The Triumph of the Humanities

Fish on the humanities exporting theory to the social and physical sciences:

"What this all suggests is that while we have been anguishing over the fate of the humanities, the humanities have been busily moving into, and even colonizing, the fields that were supposedly displacing them. In the ‘70s and the ‘80s the humanities exported theory to the social sciences and (with less influence) to the sciences; many disciplines saw a pitched battle between the new watchwords — perspective, contingency, dispersion, multi-vocality, intertextuality — and the traditional techniques of dispassionate observation, the collection of evidence, the drawing of warranted conclusions and the establishing of solid fact. Now the dust has settled and the invaded disciplines have incorporated much of what they resisted. Propositions that once seemed outlandish — all knowledge is mediated, even our certainties are socially constructed — are now routinely asserted in precincts where they were once feared as the harbingers of chaos and corrosive relativism.

One could say then that the humanities are the victors in the theory wars; nearly everyone now dances to their tune. But this conceptual triumph has not brought with it a proportionate share of resources or institutional support. Perhaps administrators still think of the humanities as the province of precious insights that offer little to those who are charged with the task of making sense of the world. Volumes like “GeoHumanities” tell a different story, and it is one that cannot be rehearsed too often."
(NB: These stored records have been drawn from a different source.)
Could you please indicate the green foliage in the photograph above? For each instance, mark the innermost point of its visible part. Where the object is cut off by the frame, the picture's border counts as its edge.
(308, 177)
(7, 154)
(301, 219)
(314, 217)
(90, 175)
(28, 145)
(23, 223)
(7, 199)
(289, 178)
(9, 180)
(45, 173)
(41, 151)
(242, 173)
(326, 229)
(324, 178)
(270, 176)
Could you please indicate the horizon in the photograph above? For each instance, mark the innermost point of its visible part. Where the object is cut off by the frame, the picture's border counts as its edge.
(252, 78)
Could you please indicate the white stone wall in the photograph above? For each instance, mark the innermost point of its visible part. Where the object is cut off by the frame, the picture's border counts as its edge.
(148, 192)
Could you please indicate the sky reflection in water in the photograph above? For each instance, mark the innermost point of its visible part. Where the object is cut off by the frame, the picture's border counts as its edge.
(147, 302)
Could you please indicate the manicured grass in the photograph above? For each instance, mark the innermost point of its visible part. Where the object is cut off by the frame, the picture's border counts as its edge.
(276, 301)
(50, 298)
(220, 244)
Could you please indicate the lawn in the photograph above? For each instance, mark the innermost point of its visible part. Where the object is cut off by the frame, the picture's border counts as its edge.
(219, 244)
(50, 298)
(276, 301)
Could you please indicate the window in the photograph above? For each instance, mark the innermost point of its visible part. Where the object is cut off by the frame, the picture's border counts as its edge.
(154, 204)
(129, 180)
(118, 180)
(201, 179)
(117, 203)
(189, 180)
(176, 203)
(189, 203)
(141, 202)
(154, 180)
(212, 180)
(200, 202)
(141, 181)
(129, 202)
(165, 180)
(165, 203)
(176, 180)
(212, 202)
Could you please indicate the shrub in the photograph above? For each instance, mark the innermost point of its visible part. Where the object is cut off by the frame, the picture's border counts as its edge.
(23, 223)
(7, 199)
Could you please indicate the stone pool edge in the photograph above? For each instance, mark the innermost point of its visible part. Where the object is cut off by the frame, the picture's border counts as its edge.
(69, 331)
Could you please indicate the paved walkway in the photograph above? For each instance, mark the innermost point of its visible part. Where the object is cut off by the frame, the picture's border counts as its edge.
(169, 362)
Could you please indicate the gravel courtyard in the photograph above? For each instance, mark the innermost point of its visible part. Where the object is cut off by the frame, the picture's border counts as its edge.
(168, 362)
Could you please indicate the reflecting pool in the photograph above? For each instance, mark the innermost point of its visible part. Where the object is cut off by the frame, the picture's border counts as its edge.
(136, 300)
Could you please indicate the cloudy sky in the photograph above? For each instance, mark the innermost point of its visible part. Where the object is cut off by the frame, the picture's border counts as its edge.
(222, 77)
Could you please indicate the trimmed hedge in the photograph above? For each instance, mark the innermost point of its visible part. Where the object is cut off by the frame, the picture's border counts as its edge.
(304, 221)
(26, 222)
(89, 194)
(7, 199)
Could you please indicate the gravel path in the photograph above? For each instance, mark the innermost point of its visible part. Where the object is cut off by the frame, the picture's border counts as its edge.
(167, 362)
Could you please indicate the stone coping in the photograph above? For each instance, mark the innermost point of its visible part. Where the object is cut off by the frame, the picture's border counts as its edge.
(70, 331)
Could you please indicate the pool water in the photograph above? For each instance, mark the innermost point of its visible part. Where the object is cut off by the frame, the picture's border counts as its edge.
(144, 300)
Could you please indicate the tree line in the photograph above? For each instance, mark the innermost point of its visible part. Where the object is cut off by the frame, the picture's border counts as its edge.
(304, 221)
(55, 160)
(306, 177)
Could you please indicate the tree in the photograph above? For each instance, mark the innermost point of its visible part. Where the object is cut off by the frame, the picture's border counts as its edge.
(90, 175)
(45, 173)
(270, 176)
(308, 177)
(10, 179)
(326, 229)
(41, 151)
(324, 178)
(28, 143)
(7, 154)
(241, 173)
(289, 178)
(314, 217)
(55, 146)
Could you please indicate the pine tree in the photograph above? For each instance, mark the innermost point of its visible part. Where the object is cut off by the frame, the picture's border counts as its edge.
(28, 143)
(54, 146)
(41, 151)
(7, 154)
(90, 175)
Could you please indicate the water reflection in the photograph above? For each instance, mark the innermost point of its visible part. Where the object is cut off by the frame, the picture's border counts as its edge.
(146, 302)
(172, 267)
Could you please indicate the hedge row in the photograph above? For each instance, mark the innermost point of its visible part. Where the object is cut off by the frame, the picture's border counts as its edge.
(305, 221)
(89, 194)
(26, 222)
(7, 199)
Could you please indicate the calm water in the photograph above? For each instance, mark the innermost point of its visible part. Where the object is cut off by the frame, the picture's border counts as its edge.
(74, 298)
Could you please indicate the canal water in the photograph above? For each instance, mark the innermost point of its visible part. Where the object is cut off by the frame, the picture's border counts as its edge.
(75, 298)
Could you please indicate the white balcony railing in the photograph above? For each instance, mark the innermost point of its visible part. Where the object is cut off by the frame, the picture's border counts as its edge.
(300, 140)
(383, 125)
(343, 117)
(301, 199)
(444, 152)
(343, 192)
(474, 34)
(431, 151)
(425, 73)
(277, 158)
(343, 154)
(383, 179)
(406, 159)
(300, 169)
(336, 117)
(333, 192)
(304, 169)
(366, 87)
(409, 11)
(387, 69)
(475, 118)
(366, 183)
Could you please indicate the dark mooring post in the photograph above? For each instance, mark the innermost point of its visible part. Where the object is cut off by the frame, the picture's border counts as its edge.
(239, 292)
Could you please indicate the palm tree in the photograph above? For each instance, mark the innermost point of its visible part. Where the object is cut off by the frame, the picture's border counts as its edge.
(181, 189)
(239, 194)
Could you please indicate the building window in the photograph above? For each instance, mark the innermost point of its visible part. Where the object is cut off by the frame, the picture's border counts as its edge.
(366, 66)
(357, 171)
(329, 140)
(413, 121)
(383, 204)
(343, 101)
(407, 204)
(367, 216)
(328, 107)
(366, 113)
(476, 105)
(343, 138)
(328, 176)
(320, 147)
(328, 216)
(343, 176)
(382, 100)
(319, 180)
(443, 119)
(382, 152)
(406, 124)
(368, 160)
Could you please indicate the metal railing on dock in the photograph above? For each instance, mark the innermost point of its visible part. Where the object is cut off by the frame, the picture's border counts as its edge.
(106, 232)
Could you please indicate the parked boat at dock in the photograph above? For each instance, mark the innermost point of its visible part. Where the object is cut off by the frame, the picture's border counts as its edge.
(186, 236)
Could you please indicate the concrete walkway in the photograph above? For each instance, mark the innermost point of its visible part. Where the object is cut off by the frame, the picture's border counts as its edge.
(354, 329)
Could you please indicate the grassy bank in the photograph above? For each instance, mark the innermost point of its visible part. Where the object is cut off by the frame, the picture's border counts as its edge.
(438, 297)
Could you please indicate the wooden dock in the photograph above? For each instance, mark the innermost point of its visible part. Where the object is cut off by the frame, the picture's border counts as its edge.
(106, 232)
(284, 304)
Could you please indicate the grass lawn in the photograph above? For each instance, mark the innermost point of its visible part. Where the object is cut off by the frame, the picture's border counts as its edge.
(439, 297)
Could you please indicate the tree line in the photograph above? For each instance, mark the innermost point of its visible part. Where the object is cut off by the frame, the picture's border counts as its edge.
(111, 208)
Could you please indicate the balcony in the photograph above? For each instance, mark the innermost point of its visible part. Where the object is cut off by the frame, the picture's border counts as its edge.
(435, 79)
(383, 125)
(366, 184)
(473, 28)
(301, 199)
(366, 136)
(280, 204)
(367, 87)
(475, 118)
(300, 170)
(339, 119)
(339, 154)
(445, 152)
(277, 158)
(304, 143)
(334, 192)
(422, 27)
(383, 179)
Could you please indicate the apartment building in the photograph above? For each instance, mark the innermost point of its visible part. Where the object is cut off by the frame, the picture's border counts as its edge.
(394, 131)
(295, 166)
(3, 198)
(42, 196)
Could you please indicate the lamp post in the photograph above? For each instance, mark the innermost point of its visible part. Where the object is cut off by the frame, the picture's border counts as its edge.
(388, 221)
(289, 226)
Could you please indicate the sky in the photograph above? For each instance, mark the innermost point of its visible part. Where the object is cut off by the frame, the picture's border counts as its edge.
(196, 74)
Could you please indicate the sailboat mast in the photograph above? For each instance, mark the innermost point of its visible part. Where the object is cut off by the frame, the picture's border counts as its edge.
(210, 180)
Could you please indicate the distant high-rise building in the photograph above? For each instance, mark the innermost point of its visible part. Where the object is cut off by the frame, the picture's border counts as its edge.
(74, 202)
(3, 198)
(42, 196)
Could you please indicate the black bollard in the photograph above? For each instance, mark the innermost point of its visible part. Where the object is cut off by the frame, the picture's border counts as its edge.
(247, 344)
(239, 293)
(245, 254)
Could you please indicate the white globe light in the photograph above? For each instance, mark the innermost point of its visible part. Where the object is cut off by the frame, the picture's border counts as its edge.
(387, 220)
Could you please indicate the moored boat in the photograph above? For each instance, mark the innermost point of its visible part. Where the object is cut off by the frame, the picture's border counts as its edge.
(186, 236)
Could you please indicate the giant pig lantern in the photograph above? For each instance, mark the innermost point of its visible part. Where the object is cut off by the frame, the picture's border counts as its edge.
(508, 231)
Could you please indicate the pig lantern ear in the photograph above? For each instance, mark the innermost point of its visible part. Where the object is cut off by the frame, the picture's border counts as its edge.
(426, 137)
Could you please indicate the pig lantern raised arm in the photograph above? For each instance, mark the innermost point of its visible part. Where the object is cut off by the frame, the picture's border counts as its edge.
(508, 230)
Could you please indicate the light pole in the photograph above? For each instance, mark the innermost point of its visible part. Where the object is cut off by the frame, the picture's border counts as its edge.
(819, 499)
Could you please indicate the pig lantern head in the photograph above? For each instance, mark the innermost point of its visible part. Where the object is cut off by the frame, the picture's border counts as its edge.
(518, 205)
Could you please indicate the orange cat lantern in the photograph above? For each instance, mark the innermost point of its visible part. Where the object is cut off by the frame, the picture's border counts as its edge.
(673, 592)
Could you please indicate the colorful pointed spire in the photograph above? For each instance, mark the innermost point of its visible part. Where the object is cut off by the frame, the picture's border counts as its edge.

Though academia/economies at large have adopted its tools and ideas, contemporary theory still has a reputation for having little to say about how the world works. you see it in the job market for humanities majors when they graduate. In school they are taught to be interdisciplinary, to think above and beyond constructions and recognize them for what they are, to think as profoundly as the world knows how, yet the economies they have to find jobs in demand narrow skills and learned functionalities. There is a disconnect between what a person knows and what a person can contribute.